Each block computes one tile of `C = A @ B` using shared memory to reduce global memory traffic.

- Choose `TILE = 16` or `32` depending on your GPU.
- Grid dims cover the output matrix in tiles.
- Within a block, threads cooperatively load tiles of `A` and `B`, then compute partial sums.


In [None]:

if cuda_available:
    TILE = 16

    @cuda.jit
    def matmul_tiled(A, B, C, n):
        # Shared memory tiles
        sA = cuda.shared.array(shape=(TILE, TILE), dtype=cuda.float32)
        sB = cuda.shared.array(shape=(TILE, TILE), dtype=cuda.float32)

        tx = cuda.threadIdx.x
        ty = cuda.threadIdx.y
        row = cuda.blockIdx.y * TILE + ty
        col = cuda.blockIdx.x * TILE + tx

        acc = 0.0
        # Loop over tiles
        for t in range((n + TILE - 1) // TILE):
            # Load A tile if within bounds
            a_col = t * TILE + tx
            b_row = t * TILE + ty
            if row < n and a_col < n:
                sA[ty, tx] = A[row, a_col]
            else:
                sA[ty, tx] = 0.0
            if b_row < n and col < n:
                sB[ty, tx] = B[b_row, col]
            else:
                sB[ty, tx] = 0.0
            cuda.syncthreads()

            # Compute partial product for this tile
            for k in range(TILE):
                acc += sA[ty, k] * sB[k, tx]
            cuda.syncthreads()

        if row < n and col < n:
            C[row, col] = acc

    n = 1024  # adjust for your GPU
    A = np.random.randn(n, n).astype(np.float32)
    B = np.random.randn(n, n).astype(np.float32)
    C = np.zeros((n, n), dtype=np.float32)

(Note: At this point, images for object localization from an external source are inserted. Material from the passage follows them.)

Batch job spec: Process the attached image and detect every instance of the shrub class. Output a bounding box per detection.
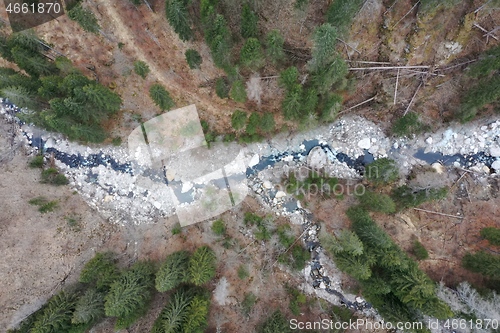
[241,292,257,317]
[413,241,429,260]
[392,112,426,137]
[215,77,229,99]
[230,80,247,103]
[31,291,77,333]
[29,155,44,168]
[357,190,396,214]
[279,67,299,91]
[480,227,500,246]
[259,310,291,333]
[237,265,249,279]
[133,60,150,79]
[41,168,69,185]
[319,93,342,122]
[364,158,399,185]
[149,83,175,111]
[67,4,100,34]
[185,49,202,69]
[240,38,264,69]
[72,288,105,325]
[211,219,226,236]
[231,110,247,130]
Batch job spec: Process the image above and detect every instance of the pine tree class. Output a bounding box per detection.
[230,80,247,103]
[104,261,155,320]
[240,38,264,69]
[134,60,150,79]
[149,84,175,111]
[309,23,339,72]
[279,67,299,91]
[155,251,190,292]
[260,113,275,133]
[185,49,202,69]
[31,291,77,333]
[241,3,258,38]
[0,85,37,109]
[79,252,120,290]
[72,288,105,325]
[265,30,285,64]
[165,0,193,41]
[357,190,396,214]
[281,85,303,120]
[181,294,210,333]
[188,246,217,286]
[231,109,248,130]
[152,288,194,333]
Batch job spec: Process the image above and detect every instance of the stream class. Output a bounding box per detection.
[2,97,499,322]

    d_A = cuda.to_device(A)
    d_B = cuda.to_device(B)
    d_C = cuda.to_device(C)

    threads = (TILE, TILE)
    blocks = (math.ceil(n / TILE), math.ceil(n / TILE))

    start = cuda.event(); stop = cuda.event()
    start.record()
    matmul_tiled[blocks, threads](d_A, d_B, d_C, n)
    stop.record(); stop.synchronize()
    ms = cuda.event_elapsed_time(start, stop)

    C_out = d_C.copy_to_host()
    ref = A @ B

    print(f"Tiled matmul kernel: {ms:.1f} ms for {n}x{n}")
    print("Close to NumPy ref?", np.allclose(ref, C_out, rtol=1e-3, atol=1e-3))
else:
    print("CUDA not available — skipping tiled matmul demo.")


AttributeError: module 'numba.cuda' has no attribute 'float32'


**Notes on CUDA performance:**
- Tune `TILE`, grid/block sizes, and consider `float32` vs `float64` depending on GPU throughput.  
- For very large matrices, GPU memory bandwidth and PCIe transfer time can dominate; reuse device arrays to amortize copies.  
- Use CUDA events (as shown) for kernel timing; place data transfers outside timed regions when you want kernel-only numbers.